Consider a random variable $ X$ which has the normal distribution with density

$\displaystyle f_N(x) = \frac{1}{\sqrt{2\pi} \sigma} \exp\left\{ -\frac{1}{2} \frac{(x-\mu)^2}{\sigma^2}\right\}, \qquad -\infty<x<\infty.$ (13.2)

Let $ Y=e^X$ so that $ X=\log Y$. Then the probability density function of $ Y$ is given by:

$\displaystyle f(y) = f_N(\log y)\frac{1}{y} = \frac{1}{\sqrt{2\pi} \sigma y} \exp\left\{ -\frac{1}{2} \frac{(\log y-\mu)^2}{\sigma^2}\right\}, \qquad y>0,$ (13.3)

where $ \sigma>0$ is the scale and $ -\infty<\mu<\infty$ is the location parameter. The distribution of $ Y$ is termed log-normal, however, sometimes it is called the Cobb-Douglas law, especially when applied to econometric data. The log-normal cdf is given by:

$\displaystyle F(y) = \Phi\left(\frac{\log y-\mu}{\sigma} \right), \qquad y>0,$ (13.4)

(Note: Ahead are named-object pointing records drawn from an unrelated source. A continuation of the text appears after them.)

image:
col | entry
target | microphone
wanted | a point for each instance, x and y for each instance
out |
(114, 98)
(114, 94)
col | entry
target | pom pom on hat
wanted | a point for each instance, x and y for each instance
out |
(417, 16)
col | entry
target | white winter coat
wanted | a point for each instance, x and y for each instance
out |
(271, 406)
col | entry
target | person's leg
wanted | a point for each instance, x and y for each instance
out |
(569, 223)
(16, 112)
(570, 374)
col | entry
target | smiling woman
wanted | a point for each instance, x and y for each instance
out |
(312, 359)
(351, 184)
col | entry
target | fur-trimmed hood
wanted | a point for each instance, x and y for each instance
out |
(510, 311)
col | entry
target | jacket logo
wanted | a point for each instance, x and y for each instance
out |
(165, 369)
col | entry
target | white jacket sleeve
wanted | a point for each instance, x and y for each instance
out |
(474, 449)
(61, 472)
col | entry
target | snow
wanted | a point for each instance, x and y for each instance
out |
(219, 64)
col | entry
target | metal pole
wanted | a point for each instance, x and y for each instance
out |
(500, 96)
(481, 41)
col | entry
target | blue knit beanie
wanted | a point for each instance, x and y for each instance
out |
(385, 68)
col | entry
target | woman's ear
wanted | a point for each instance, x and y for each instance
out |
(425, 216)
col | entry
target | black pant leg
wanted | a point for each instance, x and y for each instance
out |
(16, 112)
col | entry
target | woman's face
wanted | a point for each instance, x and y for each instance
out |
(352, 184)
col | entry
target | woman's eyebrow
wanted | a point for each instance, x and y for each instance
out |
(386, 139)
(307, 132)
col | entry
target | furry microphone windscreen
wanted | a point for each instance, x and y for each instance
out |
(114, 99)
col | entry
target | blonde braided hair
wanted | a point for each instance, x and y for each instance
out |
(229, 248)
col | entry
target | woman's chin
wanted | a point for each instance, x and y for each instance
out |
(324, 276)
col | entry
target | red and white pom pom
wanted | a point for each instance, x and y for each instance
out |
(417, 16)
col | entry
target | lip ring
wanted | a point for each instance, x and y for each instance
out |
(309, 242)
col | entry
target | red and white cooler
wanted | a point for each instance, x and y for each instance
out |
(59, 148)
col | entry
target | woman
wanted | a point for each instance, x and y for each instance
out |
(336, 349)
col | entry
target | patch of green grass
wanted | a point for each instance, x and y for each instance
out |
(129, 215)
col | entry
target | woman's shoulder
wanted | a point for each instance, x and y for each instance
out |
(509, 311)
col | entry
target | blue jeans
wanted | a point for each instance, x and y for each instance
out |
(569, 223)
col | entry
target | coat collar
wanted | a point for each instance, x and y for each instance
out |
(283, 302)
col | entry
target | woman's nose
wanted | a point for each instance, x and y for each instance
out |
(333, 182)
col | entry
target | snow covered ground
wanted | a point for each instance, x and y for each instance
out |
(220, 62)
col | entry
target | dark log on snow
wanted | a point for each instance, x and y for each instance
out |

where $ \Phi(\cdot)$ is the standard normal (with mean 0 and variance l) distribution function. The $ k$-th raw moment $ m_k$ of the log-normal variate can be easily derived using results for normal random variables:

$\displaystyle m_k = \mathop{\textrm{E}} \left(Y^k\right) = \mathop{\textrm{E}} \left(e^{kX}\right) = M_X(k) = \exp\left( \mu k + \frac{\sigma^2 k^2}{2} \right),$ (13.5)

where $ M_X(z)$ is the moment generating function of the normal distribution. In particular, the mean and variance are
$\displaystyle \mathop{\textrm{E}}(X)$ $\displaystyle =$ $\displaystyle \exp\left(\mu+\frac{\sigma^2}{2}\right),$ (13.6)
$\displaystyle \mathop{\textrm{Var}}(X)$ $\displaystyle =$ $\displaystyle \left\{\exp\left(\sigma^2\right)-1\right\}\exp\left(2\mu+\sigma^2\right),$ (13.7)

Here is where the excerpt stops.